Re: URIs and Unique IDs from John Graybeal on 2008-11-03 (semantic-web@w3.org from November 2008)

From: John Graybeal <graybeal@mbari.org>
Date: Sun, 2 Nov 2008 20:24:41 -0800
To: Michael F Uschold <uschold@gmail.com>
Cc: semantic-web@w3.org, aldo.gangemi@gmail.com, "Conor Shankey" <cshankey@reinvent.com>, "Peter Mika" <pmika@yahoo-inc.com>, "Ora Lassila" <ora.lassila@nokia.com>, "Pan, Dr Jeff Z." <jeff.z.pan@abdn.ac.uk>, "Tim Berners-Lee" <timbl@csail.mit.edu>, "Frank van Harmelen" <Frank.van.Harmelen@cs.vu.nl>, sean.bechhofer@manchester.ac.uk
Message-Id: <110C173D-B0BD-4744-8737-610E5C28088A@mbari.org>
Michael,

I will try to be clearer -- your confusion was my fault, sorry.   
Appreciate very much your comments (and charitable interpretations,  
n.b. 'strong intuition' :->!).

On Nov 1, 2008, at 9:33 AM, Michael F Uschold wrote:

> Agreed.  I assume you mean the vocabulary is the ontology? Are we  
> assuming OWL ontologies here, if not then what do you mean by a  
> vocabulary?

yes, I used 'vocabulary' to reflect what our customers have, but an  
OWL ontology is what we will generate.
>   B. A vocabulary contains all the terms within it, not just the  
> terms that changed in that version
Here is my folksy perspective behind the model (more justifications  
near the end):  If I say to a user "Here is a vocabulary dated X", the  
user will assume that all the terms come with that vocabulary, and the  
terms of that vocabulary are also dated X. So can I build a working  
semantic approach that accepts this assumption?

>
> So in the SKOS example, the new SKOS vocabulary/ontology would  
> contain the terms that do not change URIs as well as terms with new  
> versions with new URIs.

No, sorry, I was sloppy and used 'terms' and 'URIs' interchangeably.  
Here is the easy part: You can assume that if anything in the  
specification of a term changes while its string of characters remain  
the same, I will insist on a new URI for that term (the version string  
will do nicely to discriminate). And if the string of characters for a  
term changes, that will be a new URI too.

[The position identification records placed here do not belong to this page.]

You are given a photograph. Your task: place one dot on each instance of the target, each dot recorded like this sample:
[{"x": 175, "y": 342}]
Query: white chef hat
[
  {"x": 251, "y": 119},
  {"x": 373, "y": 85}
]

I am using  'term' to mean 'a string of characters that likely, but  
not necessarily, means something to a human'.  So codes and opaque  
terms are OK.  For most ontologies we'll create, terms will be words  
and word phrases.

Anticipating your later comments, we concluded (you won't like this at  
all):
  1. a URI is a suitable UID
  2. a term can be part of a suitable URI
The first is argued elsewhere by others.

Re the second:  Since what I really wanted to do was give people a way  
to say "here's what this string of characters means", it doesn't  
bother me that the same string of characters may mean something else  
later -- I need the UID not for the _concept_, but for the unique  
string of characters. That will always be the string of characters I  
want that UID to refer to. So making the UID a URL that embeds the  
string of characters was acceptable.

I think I understand the concerns about non-opaque and non-persistent  
URLs, and believe that those costs are relatively low compared to the  
resulting early adopter benefits of this approach. [1]

> This issue arises because of the conflation of URIs, UIDs and human- 
> readable IDs. Until these are de-conflated, probably this principle  
> is the right one. It will be unnecessary after de-conflation.

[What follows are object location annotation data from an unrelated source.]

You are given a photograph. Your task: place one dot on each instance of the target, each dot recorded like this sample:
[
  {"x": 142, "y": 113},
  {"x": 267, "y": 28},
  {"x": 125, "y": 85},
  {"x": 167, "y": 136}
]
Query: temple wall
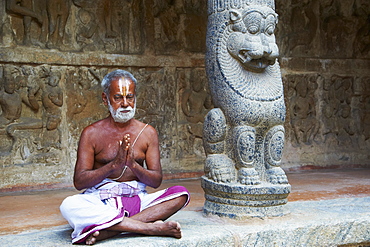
[{"x": 56, "y": 52}]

I am unconvinced de-conflation can happen, at least in our lifetimes,  
which is why I made some of those horrible linkages above.
> D. It must be possible to 'look up' the current meaning of a term,  
> as well as specifically request any past meanings by their URI
> I read this that a term like 'broader' in SKOS could have multiple  
> URIs for multiple versions.  If this is what you mean, then I  
> absolutely agree with this.

Yes, this is what I mean, but keep in mind my previous conflation.

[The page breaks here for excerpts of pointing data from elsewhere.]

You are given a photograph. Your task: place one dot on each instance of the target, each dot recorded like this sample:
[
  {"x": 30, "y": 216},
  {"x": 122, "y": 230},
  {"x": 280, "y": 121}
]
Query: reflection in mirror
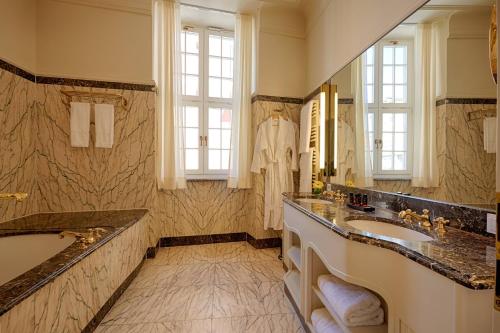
[{"x": 416, "y": 110}]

> Agreed. You seem to be proposing the idea of some kind of object  
> (perhaps with a URI)  that corresponds to the core term, and that  
> its various meanings are related versions are linked to the core  
> term. This may be a workable idea. Can this be done with the  
> current  semantic web infrastructure?

Oh, I sure hope so. (Well, new relationships may be needed. Not an  
expert here.)  We are doing it a shade outside of the 'strict  
infrastructure', if there is such a thing -- our server will try to be  
smart about the relationships between vocabulary versions (well, it  
has to be, to make sure the version relationships are maintained).
>   bb. Any significant definitional or semantic change to a term  
> should really create a new term, not just evolve the word we were  
> already using (what was SKOS thinking?)
> This is an interesting question with more than one reasonable  
> position. I think there are at least two cases:
> 1. there was a bonified conceptual error, and everyone agrees that  
> the old meaning was the wrong one and it is not wanted.
> 2. there is a new alternative, that works in some cases, and some  
> may also wish to use the older versions.
>
> For 1. you do NOT want to change the name f the term, was and is the  
> right term.  But you DO want to change its UID because it is a  
> different thing.

>
> For 2, you probably want to introduce a new term with a new name and  
> a new UID. You could have the name of the transitive version of  
> broader be called broaderT and the non-transitive one be called  
> broader.

yes to all the above, well put.

> You should be able to change the name w/o changing the UID.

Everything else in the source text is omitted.